I’m sorry about James and the sacrifice you felt had to make just to see him again. But do you know what I’m most sorry for? What’s going to happen at Into The Void. I’m sorry for the journey we’ve had to make to get here. We’ve sure come a long way, haven’t we, you and I? Two very different peas of a not-so-different pod. Taking roads less travelled over the years to reach a point where we’re finally getting the one thing we’ve craved. Not championships. We’ve both been champions before, we’re both champions now and we’ll be champions in the future. No. Respect.
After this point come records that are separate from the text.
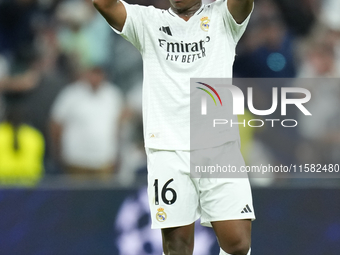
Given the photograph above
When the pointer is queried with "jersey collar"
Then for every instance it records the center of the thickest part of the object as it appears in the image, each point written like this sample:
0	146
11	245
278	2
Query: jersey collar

After all, that’s all guys like you and I have ever strove to earn from those around us. To be more than just the almost-theres of professional wrestling. To be looked at with admiration, to know that our hard work and all the blood, sweat and tears was truly worth it.

It’s because we don’t do things by half-measures, Alex, do we? We go big or go home. The hard way. Sure, we might have taken different routes but we’ve still arrived at the same destination. On the precipice of greatness. A shot at the World Championship agonisingly close. The only issue for you is that, more often than not, when you’ve tried to go big before, you've always gone home.
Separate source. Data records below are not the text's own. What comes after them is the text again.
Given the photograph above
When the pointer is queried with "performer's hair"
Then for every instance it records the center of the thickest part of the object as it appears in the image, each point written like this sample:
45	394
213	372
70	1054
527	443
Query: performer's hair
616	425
I’m sorry for what you had to do to gain the notoriety you’ve craved not just your career but your entire life. I’m sorry that, to earn the respect you deserved, you felt the need to go outside your comfort zone and enlist in TRIAD. Drafted into the fold as a bonafide nobody, somehow eking through and emerging from the Ghost Ship on the winning team. A textbook case of the right place, right time. But still a bonafide nobody.

I’m sorry that you’ve had to continually scratch and claw your way through the ranks of Sin City Wrestling, only just managing to carve a modest reputation for yourself. Enough to keep you relevant, your name just on the tip of everyone’s tongue but not quite enough for it to roll off seamlessly.

Two years it took you to earn an opportunity you swore you’d get in six months. And yet here you are, another eight months later, finally, FINALLY getting the same opportunity you allowed to slip through your fingers back in October.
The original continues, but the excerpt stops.